Jean-Claude Mailly, un nom qui revient souvent. « C’est une marionnette, tempête un ancien syndicaliste. Du Mailly pur jus ! Seul, Frédéric ne l’aurait d’ailleurs jamais emporté. » Frédéric Souillot s’en défend. « J’ai beaucoup de respect pour le bonhomme, détaille-t-il, mais quand il se fourvoie entre les deux tours de la présidentielle sur la retraite à 65 ans, ce n’est pas admissible du tout. » Un rappel à l’ordre qui s’est effectué au téléphone.

Un contexte complexe.

D’après les dernières mesures d’audience communiquées par le ministère du Travail, il apparaît que la maison de Marc Blondel, ou avant lui d’André Bergeron, a bien peu de poids. D’après l’agrégation des scores enregistrés par les organisations syndicales sur le cycle 2017-2020 lors des différentes élections professionnelles, FO arrive sur la troisième marche du podium avec 14,24 %, derrière la CGT (22,96 %) et la CFDT (26,77 %), mais devant la CFE-CGC (11,92 %). Et avec une perte de 1,36 % par rapport à la mesure de 2017. Une érosion, plus qu’un net recul. « Des grandes centrales syndicales, FO est la plus fragile, souligne Jean-Dominique Simonpoli, fondateur de l’association Dialogues, créée il y a bientôt vingt ans. Initier une dynamique qui sollicite sa capacité à rassembler, c’est un sujet important pour Frédéric Souillot. Un sujet pas facile car le syndicalisme – en général – n’a pas remporté de batailles depuis longtemps. »

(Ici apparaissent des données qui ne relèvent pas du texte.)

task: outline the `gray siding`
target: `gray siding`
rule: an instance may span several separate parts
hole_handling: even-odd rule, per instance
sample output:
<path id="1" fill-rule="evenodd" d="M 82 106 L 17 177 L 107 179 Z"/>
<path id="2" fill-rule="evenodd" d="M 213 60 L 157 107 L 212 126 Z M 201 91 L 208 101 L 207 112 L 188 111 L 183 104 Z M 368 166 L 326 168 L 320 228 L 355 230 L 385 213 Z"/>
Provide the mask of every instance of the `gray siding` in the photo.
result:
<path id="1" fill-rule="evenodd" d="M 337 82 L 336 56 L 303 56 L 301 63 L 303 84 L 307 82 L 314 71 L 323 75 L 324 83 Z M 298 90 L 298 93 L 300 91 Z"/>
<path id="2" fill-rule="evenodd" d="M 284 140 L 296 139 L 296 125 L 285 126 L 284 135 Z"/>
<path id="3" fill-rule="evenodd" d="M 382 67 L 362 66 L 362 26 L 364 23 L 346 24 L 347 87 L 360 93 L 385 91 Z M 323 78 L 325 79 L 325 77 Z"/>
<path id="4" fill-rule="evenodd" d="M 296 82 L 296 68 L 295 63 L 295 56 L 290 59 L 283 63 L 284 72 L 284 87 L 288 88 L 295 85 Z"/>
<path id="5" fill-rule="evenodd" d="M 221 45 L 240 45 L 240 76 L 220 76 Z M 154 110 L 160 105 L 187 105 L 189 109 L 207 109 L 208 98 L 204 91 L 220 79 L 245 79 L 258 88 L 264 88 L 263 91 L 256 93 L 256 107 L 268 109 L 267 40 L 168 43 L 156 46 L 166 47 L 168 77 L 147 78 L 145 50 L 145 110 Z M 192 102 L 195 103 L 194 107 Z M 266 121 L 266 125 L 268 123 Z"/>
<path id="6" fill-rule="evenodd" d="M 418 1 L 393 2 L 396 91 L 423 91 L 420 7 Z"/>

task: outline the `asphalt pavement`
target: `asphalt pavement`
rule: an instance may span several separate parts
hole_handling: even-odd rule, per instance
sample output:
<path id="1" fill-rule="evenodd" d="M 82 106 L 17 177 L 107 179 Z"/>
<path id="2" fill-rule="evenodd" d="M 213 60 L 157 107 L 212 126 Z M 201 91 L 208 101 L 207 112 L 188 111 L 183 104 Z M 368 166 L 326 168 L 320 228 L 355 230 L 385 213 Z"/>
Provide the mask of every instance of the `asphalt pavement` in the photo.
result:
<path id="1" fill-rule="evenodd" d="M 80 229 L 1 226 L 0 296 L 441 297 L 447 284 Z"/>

« L’émiettement du syndicalisme est palpable, commente Caroline Diard, enseignant-chercheur à l’école supérieure de commerce (ESC) d’Amiens, avec une industrie en perte de vitesse, un secteur des services peu syndiqué, et surtout une explosion des contrats précaires. Avec un contrat à durée déterminée en poche (CDD), les collaborateurs ne cherchent pas à se syndiquer. Ils visent un contrat à dure indéterminée (CDI). La tendance à l’abandon du salariat vient aussi alimenter ce recul. » Et c’est sans compter le mouvement des « gilets jaunes » que les syndicats n’ont pas réussi à capter. Aussi, ce qui semble être, pour l’heure, le mot d’ordre du tout nouveau patron de FO, la réforme des retraites, n’est peut-être pas le combat le plus compliqué qu’il aura à mener… La menace de la suppression du monopole des syndicats dits représentatifs pour la présentation des candidatures aux élections professionnelles plane… « Une recomposition du panorama social est possible », analyse Rémi Bourguignon.

Pas de portrait capillaire.

À la tête de l’association de gestion du fonds paritaire national (AGFPN) entre 2018 et 2021, Frédéric Souillot connaît tout l’intérêt des quelques points d’audience grappillés. Pour rappel, quelque 120 millions d’euros ont été distribués en 2020 (derniers chiffres fournis) aux organisations syndicales et patronales. Et tout dépend de leur audience ! Les cotisations ne représentent que 20 % des ressources syndicales.

La moustache en forme de fer à cheval, la boucle d’oreille… À son grand dam d’ailleurs, voilà ce à quoi il a été résumé depuis son élection. « Bien sûr que cela revienne systématiquement m’agace, commente-il. Cela témoigne du conformisme de la société. »

« Il a été critiqué pour son look, déplore l’un de ses prédécesseurs. Il est comme ça. On n’est pas dans l’effet de mode. Au moins, on le repère ! Finalement, cela peut être un bon point, même si ce n’est pas calculé comme ça. » En réalité, adoptés à la fin de l’adolescence, ces signes extérieurs avaient pour objectif de le vieillir un peu. Son goût pour la visibilité atteint vite ses limites. Hors de question pour Frédéric Souillot de s’afficher avec la famille, ses cinq enfants… même s’il est heureux de glisser la réussite de son petit dernier au bac pro plâtrier-peintre, il y a quelques semaines.